By 1991, Ntuli was general secretary of CAST, an umbrella grouping for anti-apartheid civic associations, which, at the time of Ntuli's death, was preparing for the launch of the South African National Civics Organisation. He was also the regional secretary of Numsa in the Witwatersrand region, as well as a member of the ANC and South African Communist Party. After the National Peace Accord was signed in September 1991, Ntuli was centrally involved in peace talks with the ANC's rival, the IFP; the accord's implementation in the Thokoza area had been complicated by a massacre of IFP supporters on 8 September.

== Assassination ==
On the morning of 29 September 1991, Ntuli was shot dead while driving his Toyota Corolla down Khumalo Street near his home in Thokoza. Witnesses said that the assailants, in a blue Toyota Cressida, had followed Ntuli's car and attempted to force it off the road; when he stopped, they fired twelve shots at him while driving past.

Chris Dlamini, another CAST leader, told the press that the killing may have been a deliberate attempt to "create a climate of violence" in Thokoza, given Ntuli's ongoing peace initiatives with the IFP. The attack vastly heightened political tensions in the area.

=== Funeral ===
On 7 October, as 12,000 mourners left Ntuli's funeral, unidentified gunmen opened fire, killing about twenty people and injuring several others. The funeral massacre magnified the scale of the tensions to a national level, as the ANC's Nelson Mandela characterised it as an organised paramilitary attack and accused President F. W. de Klerk of having "let loose his hounds against the people". Other observers accused the South African Police, who were present in large numbers, of failing to prevent the attack and even of firing on the mourners themselves.
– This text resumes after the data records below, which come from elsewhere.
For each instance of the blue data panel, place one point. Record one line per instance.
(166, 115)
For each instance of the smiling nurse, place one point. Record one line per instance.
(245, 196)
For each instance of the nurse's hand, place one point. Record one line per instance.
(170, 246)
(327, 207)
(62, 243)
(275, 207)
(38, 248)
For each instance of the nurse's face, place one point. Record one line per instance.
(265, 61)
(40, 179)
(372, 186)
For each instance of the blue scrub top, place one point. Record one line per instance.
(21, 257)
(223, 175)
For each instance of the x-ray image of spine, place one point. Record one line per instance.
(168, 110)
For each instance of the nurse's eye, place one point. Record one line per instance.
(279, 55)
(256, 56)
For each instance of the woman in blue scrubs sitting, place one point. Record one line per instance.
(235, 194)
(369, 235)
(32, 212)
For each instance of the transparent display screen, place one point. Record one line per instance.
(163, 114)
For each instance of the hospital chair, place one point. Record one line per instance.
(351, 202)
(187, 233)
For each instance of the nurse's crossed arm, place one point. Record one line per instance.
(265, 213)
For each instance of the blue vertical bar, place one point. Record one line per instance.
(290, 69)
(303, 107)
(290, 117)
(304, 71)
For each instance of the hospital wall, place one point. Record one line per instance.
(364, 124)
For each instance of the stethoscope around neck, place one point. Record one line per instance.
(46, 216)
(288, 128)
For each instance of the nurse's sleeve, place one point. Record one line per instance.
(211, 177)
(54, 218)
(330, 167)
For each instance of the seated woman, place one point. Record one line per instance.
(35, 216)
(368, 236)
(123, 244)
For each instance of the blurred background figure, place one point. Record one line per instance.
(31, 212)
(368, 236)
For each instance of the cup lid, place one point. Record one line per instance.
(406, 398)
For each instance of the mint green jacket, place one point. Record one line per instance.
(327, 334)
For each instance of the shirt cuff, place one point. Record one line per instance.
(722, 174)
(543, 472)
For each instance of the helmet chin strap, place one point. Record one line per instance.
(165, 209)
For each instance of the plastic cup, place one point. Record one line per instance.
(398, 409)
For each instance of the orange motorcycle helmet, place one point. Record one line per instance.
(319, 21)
=== Truth and Reconciliation Commission ===
The Truth and Reconciliation Commission conducted inquiries into Ntuli's assassination and related acts of political violence. During the hearings, two men, Themba Zimu and Thulani Tsotetsi (alias Themba Mlaba), testified about their involvement in the killing. Zimu and Mlaba were members of Thokoza's notorious Khumalo gang, led by Reverend Mbhekisini Khumalo, but Mlaba said that the order to kill Ntuli had come from senior IFP leaders. Abraham Mzizi, Gertrude Mzizi, and Themba Khoza were among those implicated in planning the attack.

The commission did not assign responsibility for Ntuli's death in its final report, because related hearings were still ongoing. However, in 2000, the commission declined to grant Zimu and Tsotetsi amnesty for their role in the assassination, finding that "mercenary considerations", rather than political objectives, were probably their primary motive. The commission pointed out that Gertrude Mzizi had testified that Ntuli was on good terms with the IFP leadership and was perceived as a peacemaker. Although it granted that Ntuli had been targeted because of his role in organising go-slows and strikes on the East Rand, the commission concluded that his killers objected to those activities primarily because they harmed the revenues of taxi operators in the area: the complaint against Sam Ntuli came from the people who operated the taxis because his activities caused them to lose money... the pecuniary interests of some taxi owners or business people were the main reason for the assassination of Mr Ntuli although indirectly his political association was the basis for his actions which negatively affected some businessmen.

== Honours ==
Ntuli is commemorated at a peace monument on Khumalo Street, which is nearby his namesake, the Sam Ntuli Stadium (formerly Thokoza Stadium). His gravesite at Schoeman Cemetery in Thokoza was declared a heritage site by the government in June 2014. All three locations have frequently hosted memorial events for Ntuli. In September 2019, the Ekurhuleni Metropolitan Municipality additionally resolved to rename Kliprivier Road in his memory.

In May 2016, President Jacob Zuma admitted Ntuli to the Order of Mendi for Bravery posthumously, granting him the Order of Mendi for Bravery in silver for "his excellent contribution to peace-building during a particularly violent and delicate time in the history of the liberation struggle".

== Personal life ==
Ntuli was married to Leah Mokoena. His brother, Dumisa Ntuli, was also a community activist on the East Rand and served as a spokesperson for the ANC and for Numsa after the end of apartheid.